Characteristics of Insurance

There are a number of things written and said about insurance that highlight the benefits, features, and more of the money lending facility. However, out of the most discussed topics, one of the topics that is not talked much about is the characteristics of Insurance.

We might all be aware of what insurance is, what it offers, and why we should opt for it, but how many of us really know its characteristics? Not many. Having knowledge about the characteristics helps to get a better understanding of insurance which today has become a must-have.

So, without further ado, let’s explore the characteristics of insurance.

1. Insurance is a personal contract

Insurance is a contractual agreement between the insurance company and the policyholder. This contract is bound by certain obligations that both parties are required to fulfil to keep the contract legal. These obligations state that the insured is required to pay a premium to the insurer regularly. Furthermore, the insurance provider needs to compensate the insured for the losses mentioned in the policy. Also, the insurance contract is non-transferable without the consent of the insurance policyholder.

2. Sharing of risk

Premium paid by the policyholders is used by the insurance company to recover the losses incurred by insured individuals. It helps in reducing the burden of heavy losses on a single individual in case of any contingency. This way risk of a single individual is pooled among different individuals and its effect of the loss is minimized.

3. Cost Of Risk

The cost of risk is the value of an object which is insured under the insurance policy. Insurance companies properly evaluate the value of the subject matter before entering into a contract. Proper valuation of the insurance object helps the insurer in the calculation of the right premium amount to be paid by the insured. The higher the risk associated with the insured object, the higher will be premium charged and vice versa.

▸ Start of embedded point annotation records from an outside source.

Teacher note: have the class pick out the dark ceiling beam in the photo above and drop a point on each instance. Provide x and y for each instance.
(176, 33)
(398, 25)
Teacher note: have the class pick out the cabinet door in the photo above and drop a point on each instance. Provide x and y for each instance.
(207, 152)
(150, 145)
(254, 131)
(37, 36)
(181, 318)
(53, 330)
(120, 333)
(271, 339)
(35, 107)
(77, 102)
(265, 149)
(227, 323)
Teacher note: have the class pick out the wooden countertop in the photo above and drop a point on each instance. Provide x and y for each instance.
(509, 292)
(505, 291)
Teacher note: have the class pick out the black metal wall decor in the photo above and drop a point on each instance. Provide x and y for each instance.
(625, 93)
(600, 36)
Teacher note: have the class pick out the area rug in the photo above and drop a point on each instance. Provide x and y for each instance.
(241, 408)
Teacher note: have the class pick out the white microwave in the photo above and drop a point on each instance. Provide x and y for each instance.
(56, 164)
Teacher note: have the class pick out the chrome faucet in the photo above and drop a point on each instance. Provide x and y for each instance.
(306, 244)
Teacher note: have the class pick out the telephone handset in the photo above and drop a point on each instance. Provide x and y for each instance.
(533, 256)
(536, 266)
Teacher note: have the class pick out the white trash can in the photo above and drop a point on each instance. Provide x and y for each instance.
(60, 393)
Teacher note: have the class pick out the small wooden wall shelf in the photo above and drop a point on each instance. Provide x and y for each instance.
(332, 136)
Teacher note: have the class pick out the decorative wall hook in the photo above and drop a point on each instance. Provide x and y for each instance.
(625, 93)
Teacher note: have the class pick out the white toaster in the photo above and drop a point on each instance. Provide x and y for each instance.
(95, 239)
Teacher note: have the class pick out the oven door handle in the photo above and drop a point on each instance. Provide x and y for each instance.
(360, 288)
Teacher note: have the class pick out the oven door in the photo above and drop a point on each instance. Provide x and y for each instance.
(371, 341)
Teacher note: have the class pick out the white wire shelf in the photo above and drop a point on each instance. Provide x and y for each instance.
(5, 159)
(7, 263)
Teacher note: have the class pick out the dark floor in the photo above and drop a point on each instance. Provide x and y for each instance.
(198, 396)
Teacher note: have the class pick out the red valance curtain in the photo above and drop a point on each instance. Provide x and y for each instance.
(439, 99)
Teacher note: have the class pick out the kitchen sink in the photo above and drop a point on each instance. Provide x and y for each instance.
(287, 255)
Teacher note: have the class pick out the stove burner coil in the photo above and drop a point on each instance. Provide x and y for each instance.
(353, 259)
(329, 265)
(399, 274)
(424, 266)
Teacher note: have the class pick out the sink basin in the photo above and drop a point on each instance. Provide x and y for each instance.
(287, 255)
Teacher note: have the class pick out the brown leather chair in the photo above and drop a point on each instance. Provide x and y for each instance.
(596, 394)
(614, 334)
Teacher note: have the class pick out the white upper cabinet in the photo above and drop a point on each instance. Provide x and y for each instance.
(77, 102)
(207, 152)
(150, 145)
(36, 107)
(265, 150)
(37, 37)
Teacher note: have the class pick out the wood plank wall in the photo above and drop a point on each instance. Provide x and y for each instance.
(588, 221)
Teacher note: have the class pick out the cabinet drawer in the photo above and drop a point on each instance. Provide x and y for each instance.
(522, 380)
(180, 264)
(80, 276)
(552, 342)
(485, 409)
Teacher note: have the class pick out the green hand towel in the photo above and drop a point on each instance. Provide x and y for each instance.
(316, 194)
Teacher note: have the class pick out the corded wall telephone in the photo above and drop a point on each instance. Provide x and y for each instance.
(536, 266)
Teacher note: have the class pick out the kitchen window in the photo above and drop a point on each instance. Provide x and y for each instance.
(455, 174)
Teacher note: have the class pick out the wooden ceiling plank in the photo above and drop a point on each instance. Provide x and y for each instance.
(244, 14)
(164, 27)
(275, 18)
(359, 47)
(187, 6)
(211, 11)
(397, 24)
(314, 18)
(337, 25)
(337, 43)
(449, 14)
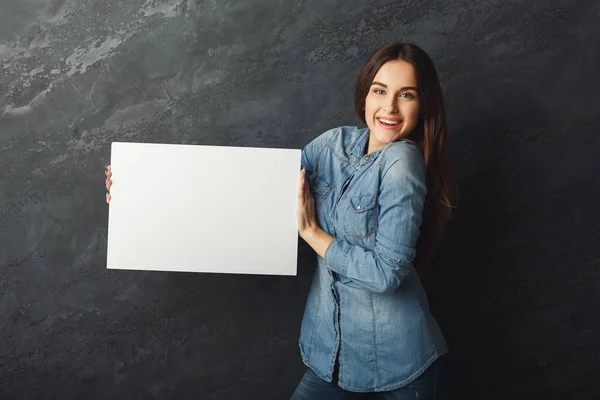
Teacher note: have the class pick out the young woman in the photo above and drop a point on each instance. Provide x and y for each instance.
(372, 203)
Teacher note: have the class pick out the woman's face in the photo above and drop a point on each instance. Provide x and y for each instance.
(392, 105)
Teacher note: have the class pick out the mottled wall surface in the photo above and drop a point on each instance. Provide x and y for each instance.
(516, 288)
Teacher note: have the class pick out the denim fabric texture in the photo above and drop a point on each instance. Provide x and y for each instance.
(366, 305)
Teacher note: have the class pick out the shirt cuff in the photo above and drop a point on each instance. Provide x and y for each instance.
(336, 254)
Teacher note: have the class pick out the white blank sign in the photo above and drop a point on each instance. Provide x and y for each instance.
(203, 209)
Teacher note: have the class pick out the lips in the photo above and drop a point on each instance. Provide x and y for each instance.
(388, 122)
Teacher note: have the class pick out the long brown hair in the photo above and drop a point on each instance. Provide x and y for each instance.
(430, 134)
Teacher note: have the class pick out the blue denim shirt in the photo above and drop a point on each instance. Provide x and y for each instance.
(366, 304)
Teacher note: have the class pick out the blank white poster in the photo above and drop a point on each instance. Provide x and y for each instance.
(203, 209)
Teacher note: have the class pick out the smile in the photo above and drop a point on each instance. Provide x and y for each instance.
(388, 123)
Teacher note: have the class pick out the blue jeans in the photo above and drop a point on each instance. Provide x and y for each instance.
(432, 384)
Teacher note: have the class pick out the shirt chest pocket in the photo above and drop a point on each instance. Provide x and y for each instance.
(319, 189)
(359, 215)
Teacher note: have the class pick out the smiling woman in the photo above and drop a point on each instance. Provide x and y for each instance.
(384, 193)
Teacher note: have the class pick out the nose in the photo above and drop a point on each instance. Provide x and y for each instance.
(391, 105)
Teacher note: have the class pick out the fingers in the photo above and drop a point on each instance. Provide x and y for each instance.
(108, 174)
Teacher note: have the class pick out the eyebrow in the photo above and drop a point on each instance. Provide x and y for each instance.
(402, 88)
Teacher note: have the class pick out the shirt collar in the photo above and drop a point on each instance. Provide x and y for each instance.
(357, 149)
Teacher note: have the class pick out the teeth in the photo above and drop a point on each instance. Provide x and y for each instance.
(385, 121)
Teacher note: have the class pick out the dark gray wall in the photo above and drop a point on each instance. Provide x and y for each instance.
(516, 286)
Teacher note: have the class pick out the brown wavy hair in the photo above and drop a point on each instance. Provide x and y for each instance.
(430, 136)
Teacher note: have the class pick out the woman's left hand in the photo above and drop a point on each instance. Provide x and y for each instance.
(307, 220)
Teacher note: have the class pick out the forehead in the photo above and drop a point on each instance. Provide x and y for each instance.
(396, 73)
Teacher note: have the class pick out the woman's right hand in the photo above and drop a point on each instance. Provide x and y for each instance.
(108, 174)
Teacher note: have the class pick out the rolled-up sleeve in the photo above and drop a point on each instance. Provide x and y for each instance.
(401, 197)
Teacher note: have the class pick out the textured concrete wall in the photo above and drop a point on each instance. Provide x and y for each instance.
(517, 288)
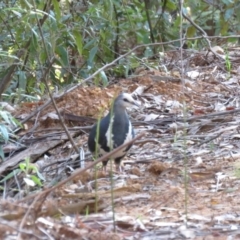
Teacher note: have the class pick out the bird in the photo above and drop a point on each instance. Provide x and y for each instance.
(112, 131)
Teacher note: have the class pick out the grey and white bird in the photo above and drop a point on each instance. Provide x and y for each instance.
(113, 130)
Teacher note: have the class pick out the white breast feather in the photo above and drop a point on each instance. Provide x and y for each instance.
(110, 142)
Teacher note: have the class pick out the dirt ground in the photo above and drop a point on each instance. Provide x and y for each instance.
(180, 179)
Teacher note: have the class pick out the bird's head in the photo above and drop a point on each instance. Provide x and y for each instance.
(125, 100)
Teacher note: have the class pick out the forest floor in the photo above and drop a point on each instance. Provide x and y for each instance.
(181, 180)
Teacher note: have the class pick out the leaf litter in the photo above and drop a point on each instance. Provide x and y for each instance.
(181, 180)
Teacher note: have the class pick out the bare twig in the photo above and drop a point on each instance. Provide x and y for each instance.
(80, 171)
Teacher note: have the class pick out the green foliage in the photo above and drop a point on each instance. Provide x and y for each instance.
(7, 122)
(83, 38)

4. Insurance gives assurance of compensation

Insurance policies assure the policyholder that compensation will be provided to you in case of losses and damages. Insurance companies guarantee the protection of the policyholders and assure to bring them back on their feet post the damages. This sense of relief for the insurer motivates them to invest in insurance policies.

5. Insurance contracts are executory

This means that compensation is paid to the insured only on the occurrence of the contingency. The agreement states that the insured is liable to claim compensation from the insurer only if he incurs losses. The insurer is not liable to pay any compensation in case there are no losses to the insured.

6. Subject to disclosure

This means that any misrepresentation or concealment of facts from either the insurer or the insured will make the insurance contract void. The policyholder is required to disclose full information regarding the insurance object without any omission or mistakes. Similarly, insurance companies must explain clearly the terms and conditions of the insurance contract to policyholders.

Insurance contributes greatly to the well-being of individuals. The characteristics of insurance mentioned above and a variety of benefits, make insurance a wise investment.